After completing her Doctorate, Ravi worked in the private sector carrying out specialist assessments and evidence-based psychological therapy to adults living with a mental health diagnosis and presenting with a range of comorbidities (e.g. anxiety/depression and/or physical health conditions such as diabetes, asthma, Parkinson’s) to help them progress from high intense living towards step down living. Ravi has worked in the field of mental health since 2011 and has experience working with patients with complex mental health difficulties such as paranoid schizophrenia, bipolar disorder, personality disorder and psychosis as well as relational problems such as anxiety, depression, and low self-esteem.

Ravi is an experienced clinician, having worked with a variety of client groups including early intervention services, adult mental health and older adults in both the private sector and the NHS. Ravi has special interests in working with people with a dual diagnosis of mental health and physical health complexities. She has designed and delivered interventions to professionals to help improve physical health outcomes of those with a mental health diagnosis.

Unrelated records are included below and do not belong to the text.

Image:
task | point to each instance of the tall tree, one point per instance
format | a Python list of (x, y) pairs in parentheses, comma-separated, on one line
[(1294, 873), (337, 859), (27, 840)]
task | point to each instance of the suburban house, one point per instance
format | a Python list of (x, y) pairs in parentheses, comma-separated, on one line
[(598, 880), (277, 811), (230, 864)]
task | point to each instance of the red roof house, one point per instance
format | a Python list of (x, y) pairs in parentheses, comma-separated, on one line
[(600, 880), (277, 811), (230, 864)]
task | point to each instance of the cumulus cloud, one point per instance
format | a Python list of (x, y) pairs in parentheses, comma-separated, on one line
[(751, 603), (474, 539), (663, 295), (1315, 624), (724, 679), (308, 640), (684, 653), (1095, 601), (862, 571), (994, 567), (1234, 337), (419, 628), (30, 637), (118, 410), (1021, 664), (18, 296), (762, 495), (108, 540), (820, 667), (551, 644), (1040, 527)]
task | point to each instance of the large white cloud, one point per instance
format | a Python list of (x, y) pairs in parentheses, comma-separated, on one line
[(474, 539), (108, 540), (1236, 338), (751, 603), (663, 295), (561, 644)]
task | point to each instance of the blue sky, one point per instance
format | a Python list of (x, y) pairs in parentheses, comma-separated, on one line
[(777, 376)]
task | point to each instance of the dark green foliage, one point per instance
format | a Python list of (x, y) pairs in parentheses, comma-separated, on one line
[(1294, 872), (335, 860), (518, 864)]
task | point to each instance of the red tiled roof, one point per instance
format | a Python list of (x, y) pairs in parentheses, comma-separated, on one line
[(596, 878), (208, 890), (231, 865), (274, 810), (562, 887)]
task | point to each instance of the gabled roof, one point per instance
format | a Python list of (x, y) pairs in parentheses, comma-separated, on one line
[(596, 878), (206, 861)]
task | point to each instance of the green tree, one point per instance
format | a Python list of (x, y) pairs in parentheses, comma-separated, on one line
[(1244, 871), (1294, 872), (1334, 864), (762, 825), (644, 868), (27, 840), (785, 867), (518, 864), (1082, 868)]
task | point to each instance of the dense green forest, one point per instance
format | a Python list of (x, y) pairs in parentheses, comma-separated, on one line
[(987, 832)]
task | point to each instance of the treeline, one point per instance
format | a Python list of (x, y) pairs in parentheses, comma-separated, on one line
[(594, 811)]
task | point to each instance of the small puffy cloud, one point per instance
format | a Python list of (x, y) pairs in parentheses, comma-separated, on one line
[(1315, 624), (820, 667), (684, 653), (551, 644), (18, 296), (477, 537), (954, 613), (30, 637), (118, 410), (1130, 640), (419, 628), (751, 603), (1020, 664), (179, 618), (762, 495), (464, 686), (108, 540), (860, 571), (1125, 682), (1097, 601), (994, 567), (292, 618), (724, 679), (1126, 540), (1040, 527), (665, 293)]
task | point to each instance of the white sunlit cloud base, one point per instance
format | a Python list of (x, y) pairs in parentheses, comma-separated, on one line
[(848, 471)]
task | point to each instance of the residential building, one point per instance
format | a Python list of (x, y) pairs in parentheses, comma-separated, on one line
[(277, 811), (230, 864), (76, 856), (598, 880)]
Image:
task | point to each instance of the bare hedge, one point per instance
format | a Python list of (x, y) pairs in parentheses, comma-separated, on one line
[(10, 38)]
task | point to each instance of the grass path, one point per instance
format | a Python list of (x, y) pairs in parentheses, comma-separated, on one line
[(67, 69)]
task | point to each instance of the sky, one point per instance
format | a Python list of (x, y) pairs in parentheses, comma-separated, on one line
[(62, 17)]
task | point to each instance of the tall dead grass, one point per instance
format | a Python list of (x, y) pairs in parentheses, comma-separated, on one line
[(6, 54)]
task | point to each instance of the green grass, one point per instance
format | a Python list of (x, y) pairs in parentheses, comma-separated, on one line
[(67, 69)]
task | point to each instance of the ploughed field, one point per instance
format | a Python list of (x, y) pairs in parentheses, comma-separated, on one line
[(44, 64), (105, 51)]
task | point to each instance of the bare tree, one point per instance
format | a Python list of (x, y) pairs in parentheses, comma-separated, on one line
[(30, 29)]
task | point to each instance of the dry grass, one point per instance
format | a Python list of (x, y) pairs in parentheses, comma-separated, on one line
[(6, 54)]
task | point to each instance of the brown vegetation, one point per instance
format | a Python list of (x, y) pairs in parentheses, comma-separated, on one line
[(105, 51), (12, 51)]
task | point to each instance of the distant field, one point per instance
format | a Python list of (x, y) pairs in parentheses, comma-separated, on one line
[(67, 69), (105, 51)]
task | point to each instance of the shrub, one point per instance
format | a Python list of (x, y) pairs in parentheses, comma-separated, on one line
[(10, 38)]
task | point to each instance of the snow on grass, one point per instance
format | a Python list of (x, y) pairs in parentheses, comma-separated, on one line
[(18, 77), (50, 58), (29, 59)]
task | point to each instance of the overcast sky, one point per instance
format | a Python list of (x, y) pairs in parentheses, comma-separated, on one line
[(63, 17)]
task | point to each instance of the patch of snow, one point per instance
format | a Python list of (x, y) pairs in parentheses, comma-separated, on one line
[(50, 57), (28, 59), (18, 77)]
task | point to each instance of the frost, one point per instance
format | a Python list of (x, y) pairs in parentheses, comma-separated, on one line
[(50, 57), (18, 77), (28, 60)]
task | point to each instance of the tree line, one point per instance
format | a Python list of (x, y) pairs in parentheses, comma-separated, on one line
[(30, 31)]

Ravi currently works within the private sector within Occupational Health Services for the Metropolitan Police Service. The main focus is around treating trauma and Ravi contributed to the development of a psychological monitoring programme for officers in high-risk roles; this programme provides regular wellbeing checks to ensure the their job role is not having a negative impact on their mental health. This programme also helps to identify early risk factors associated with a trauma presentation.